Static analysis can help you identify problematic code, but this tool, Getafix, goes a step above that – by suggesting a patch to fix it.

This is a tool that’s similar to publicly available services like https://lgtm.com/, but it’s cool to see the methodology explained here.

Getafix learns from past bug fixes to suggest new bug fixes. It’s a linter that also suggests intelligent changes, based on code that other developers have used to fix similar issues.

It works by training on diffs of the AST, doing anti-unification to group examples that differ only by variables, then building a model that takes the surrounding code into account.

In the pattern mining stage, it unifies edits with some element in common that can be swapped out. E.g., if(dog == null) and if(cat == null) get represented by the common if(n_0 == null)

It also supports multiple layers of context. if(dog == null) return; dog.drink(); and if(list == null) return; do{ list.pop } have the first line in common, but not the second line.

The context restricts the number of places where the fix can be applied, even if some of the context is unmodified. It can also decide between competing fixes

  • h0.h1()h0!=null && h0.h1()
  • h0.h1()if (h0 == null) return; h0.h1()`

The second is specific to function calls and therefore more likely to be applied, if it matches.

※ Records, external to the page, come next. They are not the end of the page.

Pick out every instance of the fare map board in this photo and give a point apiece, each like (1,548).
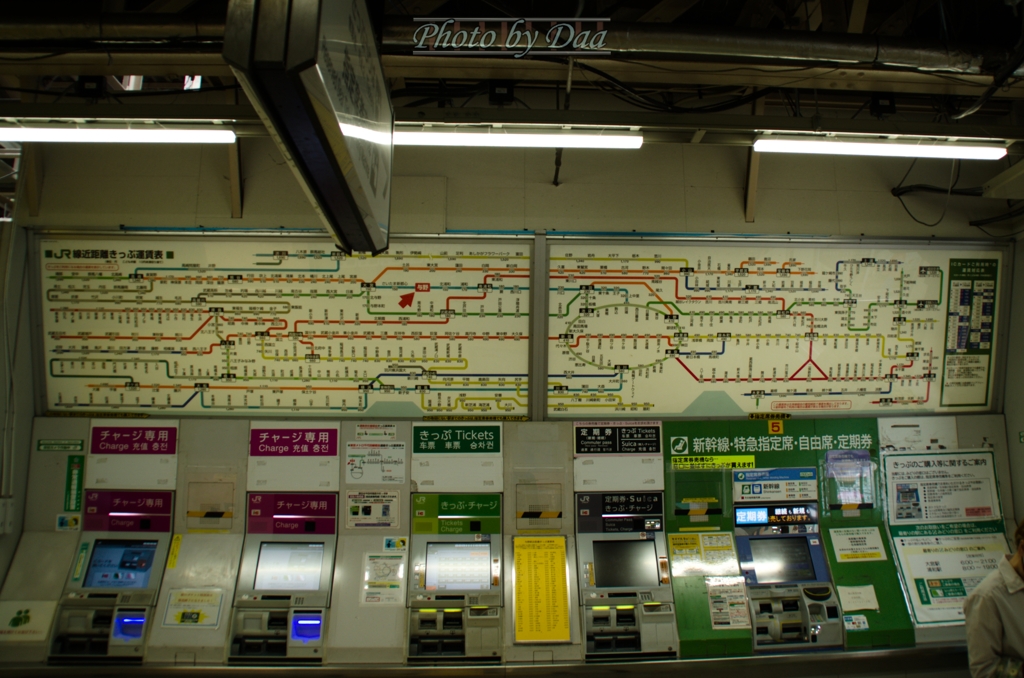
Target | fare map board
(288,326)
(676,330)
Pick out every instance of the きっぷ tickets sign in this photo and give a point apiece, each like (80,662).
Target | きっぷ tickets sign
(133,439)
(293,442)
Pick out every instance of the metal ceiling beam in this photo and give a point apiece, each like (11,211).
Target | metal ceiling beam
(678,127)
(114,64)
(695,73)
(241,114)
(676,41)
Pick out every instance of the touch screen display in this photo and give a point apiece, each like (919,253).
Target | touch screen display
(781,559)
(289,566)
(119,563)
(632,562)
(456,566)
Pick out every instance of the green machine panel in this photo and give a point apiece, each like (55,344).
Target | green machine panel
(700,458)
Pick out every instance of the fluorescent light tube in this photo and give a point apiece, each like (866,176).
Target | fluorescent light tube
(517,139)
(947,151)
(117,135)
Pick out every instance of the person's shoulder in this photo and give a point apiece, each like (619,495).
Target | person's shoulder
(988,586)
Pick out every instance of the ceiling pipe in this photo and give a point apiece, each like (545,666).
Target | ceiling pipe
(648,40)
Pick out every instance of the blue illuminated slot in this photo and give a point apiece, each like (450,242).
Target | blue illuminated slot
(306,627)
(752,516)
(127,627)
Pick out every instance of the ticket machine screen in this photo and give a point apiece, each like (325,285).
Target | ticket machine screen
(289,566)
(119,563)
(456,566)
(632,562)
(781,559)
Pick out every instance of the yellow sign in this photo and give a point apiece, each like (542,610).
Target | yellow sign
(711,462)
(542,593)
(172,555)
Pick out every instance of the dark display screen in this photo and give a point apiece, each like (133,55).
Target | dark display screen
(632,562)
(781,559)
(119,563)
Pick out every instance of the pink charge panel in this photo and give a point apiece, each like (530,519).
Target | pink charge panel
(271,513)
(293,442)
(116,510)
(134,440)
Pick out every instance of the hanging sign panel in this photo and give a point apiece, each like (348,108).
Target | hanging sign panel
(701,331)
(941,488)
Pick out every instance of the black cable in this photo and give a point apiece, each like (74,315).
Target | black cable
(999,77)
(954,166)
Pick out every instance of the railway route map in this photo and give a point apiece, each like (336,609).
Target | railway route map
(676,330)
(232,326)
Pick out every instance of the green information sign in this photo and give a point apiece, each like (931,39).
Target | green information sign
(456,438)
(457,514)
(73,482)
(60,446)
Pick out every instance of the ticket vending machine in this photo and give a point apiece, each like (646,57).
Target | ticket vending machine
(283,594)
(623,560)
(455,580)
(107,608)
(368,611)
(794,604)
(48,545)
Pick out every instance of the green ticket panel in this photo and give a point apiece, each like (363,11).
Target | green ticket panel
(700,458)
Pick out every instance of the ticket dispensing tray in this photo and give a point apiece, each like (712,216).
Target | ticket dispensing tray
(285,580)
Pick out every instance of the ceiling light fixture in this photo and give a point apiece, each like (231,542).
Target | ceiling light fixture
(900,147)
(501,138)
(90,134)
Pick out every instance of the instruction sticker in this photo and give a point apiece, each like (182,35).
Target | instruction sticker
(383,581)
(855,622)
(371,509)
(375,463)
(857,544)
(710,553)
(727,600)
(775,484)
(194,607)
(712,462)
(69,522)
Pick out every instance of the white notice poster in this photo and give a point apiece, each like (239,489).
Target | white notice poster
(941,488)
(383,579)
(194,607)
(26,621)
(727,600)
(941,571)
(857,544)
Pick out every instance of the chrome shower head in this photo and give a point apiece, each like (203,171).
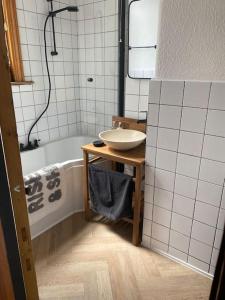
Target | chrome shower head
(68,8)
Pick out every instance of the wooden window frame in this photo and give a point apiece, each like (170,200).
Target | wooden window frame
(13,42)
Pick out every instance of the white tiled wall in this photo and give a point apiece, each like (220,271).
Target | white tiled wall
(63,116)
(185,168)
(87,46)
(98,59)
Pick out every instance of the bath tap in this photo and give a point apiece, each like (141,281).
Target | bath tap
(29,146)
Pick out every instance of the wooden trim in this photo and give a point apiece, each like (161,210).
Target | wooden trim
(6,288)
(13,39)
(14,169)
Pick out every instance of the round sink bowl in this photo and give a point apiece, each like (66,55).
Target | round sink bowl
(122,139)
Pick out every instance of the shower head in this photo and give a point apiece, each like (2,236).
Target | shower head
(68,8)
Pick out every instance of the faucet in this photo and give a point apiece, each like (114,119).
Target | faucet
(29,146)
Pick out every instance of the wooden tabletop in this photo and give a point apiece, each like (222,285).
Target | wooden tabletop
(134,156)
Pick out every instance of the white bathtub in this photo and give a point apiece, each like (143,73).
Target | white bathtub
(67,151)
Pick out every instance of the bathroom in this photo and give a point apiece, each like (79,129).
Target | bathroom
(161,64)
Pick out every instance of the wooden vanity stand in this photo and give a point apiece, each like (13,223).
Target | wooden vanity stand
(134,157)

Automated performance regression testing

Facebook’s CI pipeline analyzes every code change for performance regressions. But when doing end-to-end performance regression testing, especially on a site as complex as Facebook, there’s a lot of variation in performance between runs that make these sorts of tests difficult to interpret. Here are some are the areas where the engineers had to work minimize variance between tests, and their solutions:

  • Data loaded. There’s a proxy to ensure that data servers serve a cached version for both the control and treatment versions of the experiment.
  • Code nondeterminism - eg, slow logging scripts that are run 1-in-10 times. The fix replaces random generators on the client side with seeded versions. This is necessary on the server side as well, since presumably A-B testing and the like means that the components returned are not the same every time. Here, each call site gets with a uniquely seeded RNG, since multithreading means that the same execution order is not guaranteed every time.
  • Environment differences - e.g. browser cookies and cache. Here, it’s just necessary to have a clean browser setup for each run of the tests.